Восхищаюсь, сударь, Вашим искусством садовника, Вашей изобретательностью и огромной эрудицией. Сразу по приезде я принялась с большим удовольствием перечитывать по вечерам «Новые Афины», которые хорошо знаю, так как с упоением читала их, когда они были впервые опубликованы. И если бы глаза позволяли, проводила бы так многие часы. Потому что теперь это чтение особенное, ведь я лично знакома с Автором, и мне даже случается слышать его голос, словно Вы читаете мне вслух. Да и книга эта имеет какое-то волшебное свойство: ее можно читать бесконечно, с любого места, и всякий раз что-нибудь интересное остается в памяти, и множество поводов задуматься о том, насколько велик и сложен мир и никак невозможно объять его мыслью, разве что отрывочно, толикой слабого понимания.
Однако теперь темнота опускается так быстро и ежедневно поглощает мгновения нашей жизни, а пламя свечей – лишь убогая имитация света, вынести который глаза наши не в силах.

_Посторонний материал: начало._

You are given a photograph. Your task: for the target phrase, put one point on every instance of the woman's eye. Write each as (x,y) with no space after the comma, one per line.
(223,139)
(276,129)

Однако я знаю, что замысел «Новых Афин» – замысел величайшего гения и громадного мужества, и значение этой книги для всех нас, живущих в Польше, огромно, ибо это подлинный компендий наших знаний.
Однако есть кое-что, препятствующее чтению Вашего, достопочтимый сударь, труда, и мы уже говорили об этом у Вас в Фирлеюве: это латынь, причем не сама по себе, а ее бесконечные вкрапления, ее вездесущее присутствие, точно соли, которая, если пища сдобрена ею сверх меры, вместо того чтобы подчеркнуть вкус, затрудняет проглатывание.
Я понимаю, достопочтенный отец, что латынь – язык, которому все подвластно, в котором подходящих слов больше, нежели в польском, однако не владеющий им Вашу книгу прочитать не сумеет, совершенно потеряется. Подумали ли Вы о тех, кто тянется к чтению, но не знает латыни? Подобно, к примеру, купцам, не слишком хорошо образованным мелким помещикам или даже ремесленникам, тем, что посмышленей, – ведь именно им пригодились бы те знания, которые Вы так тщательно собираете, а вовсе не Вашим братьям-священнослужителям, ксендзам и академикам, что и так имеют доступ к книгам. Если, конечно, пожелают таковые прочесть, ибо это случается не всегда. Я уж не говорю о женщинах, которые зачастую отлично читают, но, поскольку в школы их не посылают, латынь здесь окажется препятствием непреодолимым.
Епископ Солтык пишет письмо папскому нунцию
Вчера он решил, что напишет это письмо, покончив с остальными, но не сумел превозмочь усталость, поэтому сегодня придется начать свой день со столь неприятного дела. Сонный секретарь подавляет зевок. Он вертит в руках перо, проверяет толщину линии, наконец епископ начинает диктовать:
Епископ Каетан Солтык, коадъютор Киевской митрополии, папскому нунцию Никколо Серра, архиепископу Мителенскому…
Тут входит мальчик-слуга, который топит печи, и принимается убирать золу. Шарканье совка кажется епископу невыносимым, мысли из его головы моментально вылетают, точно облачко пепла. И на вкус это дело точно такое же.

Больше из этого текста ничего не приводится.